AARP urged the U.S. Supreme Court to allow the Equal Employment Opportunity Commission (EEOC) discretion to consider pre-litigation settlement (“conciliation”) steps without having to later defend decisions not to settle. In short, AARP cautioned the Supreme Court against punishing plaintiffs when courts decide that the EEOC has not done its job to the court’s satisfaction.
Title VII of the Civil Rights Act instructs the EEOC to engage in voluntary conciliation efforts prior to beginning lawsuits against an employer. Federal courts of appeal were sharply divided as to what this means. Three required only that the EEOC be “genuine” in its efforts -- the EEOC was not required to continue conciliation efforts after the employer rejected the agency’s initial offer.
Three others required that the EEOC: (1) outline reasonable cause for its belief that Title VII has been violated; (2) give the employer a chance to choose voluntary compliance; and (3) respond flexibly to any reasonable positions taken by the employer.
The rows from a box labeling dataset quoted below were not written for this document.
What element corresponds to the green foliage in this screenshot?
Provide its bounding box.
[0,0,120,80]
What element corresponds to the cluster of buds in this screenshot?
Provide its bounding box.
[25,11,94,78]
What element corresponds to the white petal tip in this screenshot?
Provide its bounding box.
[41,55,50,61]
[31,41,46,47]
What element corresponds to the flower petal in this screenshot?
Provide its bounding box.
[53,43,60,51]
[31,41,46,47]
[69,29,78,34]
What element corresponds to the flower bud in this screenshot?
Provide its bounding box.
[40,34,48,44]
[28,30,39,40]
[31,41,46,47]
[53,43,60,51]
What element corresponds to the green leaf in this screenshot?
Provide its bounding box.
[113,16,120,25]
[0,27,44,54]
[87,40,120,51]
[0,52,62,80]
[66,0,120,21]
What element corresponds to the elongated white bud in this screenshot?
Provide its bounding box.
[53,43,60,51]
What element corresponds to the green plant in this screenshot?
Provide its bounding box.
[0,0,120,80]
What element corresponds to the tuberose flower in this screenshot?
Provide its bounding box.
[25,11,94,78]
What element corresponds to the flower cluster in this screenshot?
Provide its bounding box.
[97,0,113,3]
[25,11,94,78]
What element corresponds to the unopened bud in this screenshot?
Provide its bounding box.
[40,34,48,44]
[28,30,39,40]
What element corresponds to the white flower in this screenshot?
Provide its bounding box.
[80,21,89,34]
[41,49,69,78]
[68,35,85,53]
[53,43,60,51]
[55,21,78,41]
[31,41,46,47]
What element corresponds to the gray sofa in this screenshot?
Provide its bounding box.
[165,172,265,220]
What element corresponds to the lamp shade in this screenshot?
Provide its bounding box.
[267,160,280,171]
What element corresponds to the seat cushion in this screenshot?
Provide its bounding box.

Back-and-forth negotiations were required.
In the case before the U.S. Supreme Court, the agency brought claims of sex discrimination against the Mach Mining company after failing to secure a conciliation agreement. Mach Mining alleged that the EEOC failed to conciliate properly, so the case should be dismissed. The U.S. Court of Appeals for the Seventh Circuit explicitly departed from other courts’ decisions and held that there is no “failure-to-conciliate” defense, and further, that the EEOC’s conciliation efforts are not reviewable by courts.
AARP’s brief, filed by attorneys with AARP Foundation Litigation in conjunction with three other civil rights organizations, argued that even if the Court disagreed with the Seventh Circuit and found failure to conciliate an appropriate defense, allowing an employer to dismiss a case for this reason is an unduly harsh remedy that deprives victims of the right to challenge discrimination. Many victims of discrimination cannot afford to hire a lawyer and must rely on the EEOC’s enforcement powers. The brief also warned that allowing searching review of the conciliation process would undermine Title VII’s requirement that all information disclosed in conciliation remain confidential.
The Court reversed the Seventh Circuit but issued an ultimately positive opinion, allowing a “relatively barebones review” of conciliation efforts. Only if an employer produces “credible evidence” that the EEOC did not provide information supporting its settlement position, or did not actually engage in a discussion of settlement at all, could a court delve deeper. The Court emphasized the importance of preserving confidentiality in conciliation and ruled that the appropriate remedy upon a finding of insufficient conciliation was remand for further settlement talks, rather than dismissal – a result that avoids cutting off plaintiffs’ rights when courts find a deficiency in the agency’s process.
What’s at Stake
The decision’s impact on enforcement procedures remains to be seen.
Mach Mining v. EEOC was decided by the U.S. Supreme Court.